I am looking forward to watching ABC ( Australian) series “THE HEIGHTS”, which explores the relationships between people in a community living in social housing in a fictional suburb called “Arcadia”. What makes this show most interesting is how realistic it is in reflecting the cultural and social diversity in Australia. Despite it being fictional, it really pushes the boundaries ( in a progressive way) in highlighting the lives of the people living in this “Arcadia” community. And it makes no delusions that social issues is one which can and does impact all Australians, not just specific stereotyped groups and communities.
It moves away from tokenism and breaks down all delusions that the “model minority” myth is how all migrant Australians live their lives. From reading different reviews on the show it definitely hits all the buttons of what reality is like for many different groups of Australians. In addition, the cast is extremely culturally, religiously and socially diverse, which is extremely important – as that is a true reflection of what Australia looks like – a myriad of colours, cultures and social standings. Adequate representation and visibility in Australian film and TV is a public conversation which is getting underway, but mainstream Australian TV still prefers to whitewash most of its shows and TV representations in Australia. So this is why I am personally excited about watching “THE HEIGHTS” which is a 30 part drama series dispelling the whitewashing which mainstream Australian TV loves to portray.
In saying this, the cultural representation of actors for this show is diverse in terms of its characters. There are awesome Indigenous Australian actors, Middle Eastern Australian actors and of course Asian Australian actors. For the purposes of this article, I will highlight the Asian Australians featured in this show and introduce who they are and which character they play.

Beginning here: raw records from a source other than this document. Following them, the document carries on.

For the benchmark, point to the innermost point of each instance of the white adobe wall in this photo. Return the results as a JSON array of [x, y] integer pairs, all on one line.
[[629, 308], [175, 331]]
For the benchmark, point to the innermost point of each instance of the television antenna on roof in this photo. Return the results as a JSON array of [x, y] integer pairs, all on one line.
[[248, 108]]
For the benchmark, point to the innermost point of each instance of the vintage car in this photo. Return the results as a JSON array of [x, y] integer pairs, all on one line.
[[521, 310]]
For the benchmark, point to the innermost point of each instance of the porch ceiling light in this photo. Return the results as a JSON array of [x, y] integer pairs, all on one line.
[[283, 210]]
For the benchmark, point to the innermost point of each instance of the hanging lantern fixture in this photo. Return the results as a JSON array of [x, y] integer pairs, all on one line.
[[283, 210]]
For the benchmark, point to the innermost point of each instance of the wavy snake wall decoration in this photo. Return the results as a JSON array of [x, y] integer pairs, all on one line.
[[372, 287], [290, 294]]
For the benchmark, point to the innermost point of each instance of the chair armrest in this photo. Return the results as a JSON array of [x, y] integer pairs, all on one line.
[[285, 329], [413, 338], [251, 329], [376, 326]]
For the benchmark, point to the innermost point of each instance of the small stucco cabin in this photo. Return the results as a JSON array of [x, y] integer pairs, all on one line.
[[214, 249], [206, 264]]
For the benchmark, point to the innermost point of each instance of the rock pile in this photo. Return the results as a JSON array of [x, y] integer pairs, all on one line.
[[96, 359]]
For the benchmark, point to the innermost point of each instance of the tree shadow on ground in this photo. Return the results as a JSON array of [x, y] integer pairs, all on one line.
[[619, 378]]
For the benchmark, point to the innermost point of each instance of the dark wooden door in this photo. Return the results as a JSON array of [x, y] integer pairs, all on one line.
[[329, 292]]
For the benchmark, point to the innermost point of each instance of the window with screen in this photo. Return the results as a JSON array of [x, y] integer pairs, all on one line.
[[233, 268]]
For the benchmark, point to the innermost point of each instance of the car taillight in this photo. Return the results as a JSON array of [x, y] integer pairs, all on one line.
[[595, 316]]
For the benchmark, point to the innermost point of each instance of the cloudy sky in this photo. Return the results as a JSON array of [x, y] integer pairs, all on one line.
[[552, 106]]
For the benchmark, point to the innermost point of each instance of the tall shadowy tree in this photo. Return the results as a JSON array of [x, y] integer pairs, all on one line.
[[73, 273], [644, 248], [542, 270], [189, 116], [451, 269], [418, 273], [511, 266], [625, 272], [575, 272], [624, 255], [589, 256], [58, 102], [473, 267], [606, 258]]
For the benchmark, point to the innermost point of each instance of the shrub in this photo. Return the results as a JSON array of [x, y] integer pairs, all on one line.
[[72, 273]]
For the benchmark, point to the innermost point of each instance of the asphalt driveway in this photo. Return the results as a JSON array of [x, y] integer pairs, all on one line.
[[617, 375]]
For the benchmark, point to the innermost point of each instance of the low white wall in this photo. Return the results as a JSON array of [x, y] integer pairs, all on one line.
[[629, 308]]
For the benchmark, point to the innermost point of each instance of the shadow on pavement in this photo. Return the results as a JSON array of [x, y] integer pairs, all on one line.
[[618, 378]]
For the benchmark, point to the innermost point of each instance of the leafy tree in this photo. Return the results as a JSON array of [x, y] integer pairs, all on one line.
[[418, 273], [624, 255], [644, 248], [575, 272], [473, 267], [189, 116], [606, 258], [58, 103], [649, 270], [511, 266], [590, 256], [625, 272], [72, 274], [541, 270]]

- CRAIG FONG who plays “BENNY”
- KOA NUEN who plays “SULLY TRAN”
- CARINA HOANG who plays “IRIS TRAN”
In addition, one of the producers for the show – QUE MINH LUU is a Vietnamese Australian as well as TONY AYRES who owns Matchbox Pictures ( company producing the show). For some people noting the Asian Australians known to be involved with this show may sound very petty, but I will admit that it excites me to mention this because we in Australia do not get many opportunities like this.
Review wise, I will add my own once I have watched the series on ABC iView, but here are some thoughts from Donna Lu who gave it a 4 out of 5 stars with her review in the Guardian:
Bucking the trending for TV drama, in which individuals from non-European backgrounds, LGBTQI people and Australians with disabilities are chronically underrepresented, two-thirds of The Heights’ core ensemble are from diverse (Indigenous, disability, culturally and linguistically diverse) backgrounds, and more than half the speaking roles are female. The writing team is also predominantly female, and includes three Indigenous writers and three culturally and linguistically diverse writers.
But the show’s stats – while impressive – shouldn’t be taken as an end in themselves: in this case, at least, diversity makes for better, more believable TV.
Perhaps that’s because The Heights doesn’t reduce characters’ identities to their component parts. Teenager Sabine Rosso (Bridie McKim) has mild cerebral palsy, but this fact is just one facet of her life as a young woman grappling with incipient independence and life at a new school, while playing confidante to her single mother, emergency doctor Claudia (an excellent Roz Hammond).
There’s also credible storylines involving university student Sully (Koa Nuen), who works in his mother (Carina Hoang) Iris’s grocery store, and his Iranian friend Ash Jafari (Phoenix Raei). Considerations have been made of even the smallest detail: in one scene, ex-cop Pav (Marcus Graham) and his kids, who are not Asian, eat takeaway at the beach with chopsticks. Australia is large; its people contain multitudes.
For those in Oz, you can catch around 16 or so of the 30 episodes on ABC Iview and for those living overseas like myself, get a VPN so you can check it out!